In what may serve as great news for knowledge-seekers, activists have created a searchable index of over 107 million science articles. A total different 107,233,728 papers have been cataloged into a General Index, which is said to have a size of a whopping 38 terabytes.
The Index is a searchable collection of short sentences and keywords from published articles, which can be used to provide a gateway to scientific knowledge. The compressed version alone has a size of 8.5 terabytes, and can be accessed through archive.org, in a process that, despite being direct, is rather cumbersome.
Keywords and N-Grams to Help You Track Articles
But the world is full of nice people, as the data has been uploaded to a remote server by users on the /r/DataHoarder subreddit, who are also in the process of spreading it across BitTorrent.
However, it may be noted that the General Index doesn’t contain the journal articles in their entirety, and instead, it has only the keywords and n-grams (strings of simple phrases that contain a keyword). These phrases are known to make tracking articles easier.
Work in Progress
Public.Resource.org founder and General Index co-creator Carl Malamud has said that the version that has been released is still a “work in progress.” He has highlighted how the process was not sman easy one, with text extraction failing sometimes, and metadata not being available at other times. This, he says, is the reason why the “corpus,” despite being large, is still not up to date and complete.

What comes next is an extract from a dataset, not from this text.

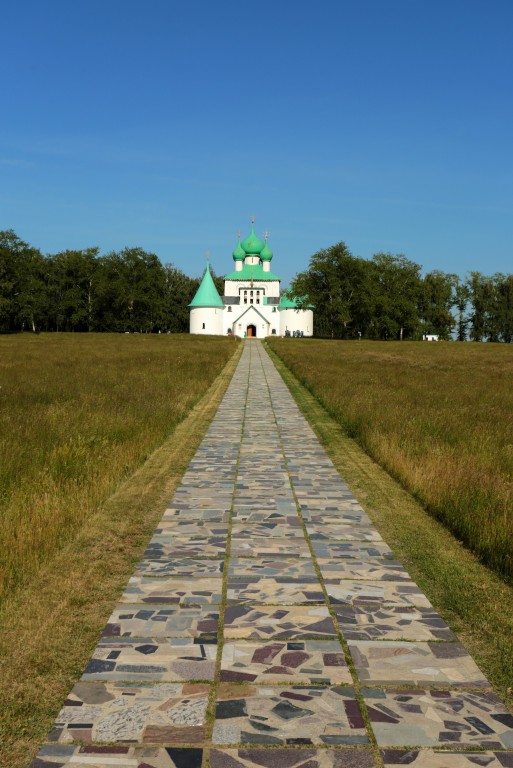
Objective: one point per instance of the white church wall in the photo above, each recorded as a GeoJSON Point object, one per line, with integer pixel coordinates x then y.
{"type": "Point", "coordinates": [262, 318]}
{"type": "Point", "coordinates": [207, 320]}
{"type": "Point", "coordinates": [296, 320]}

Nevertheless, General Index represents, at least to Malamud, a “lookup tool, a dictionary of knowledge, a map to knowledge,” something he believes is necessary to the modern practice of science. He further adds that his team views the database as a public utility, and is not keen to assert any type of ownership of the tool.
Trying to Avoid the Law
At the same time though, publicly sharing scientific articles that exist behind paywalls was, and still is, illegal. Take for example Sci-Hub, which has been facing the ire of world governments for years. Malamud is hoping that with General Index, they will be able to enter the public domain thanks to the innovative approach they have taken to their database. Nevertheless, he has also landed in trouble for similar efforts, when the State of Georgia accused him of terrorism and sued him, following his attempts to post the State’s laws online for the world to read.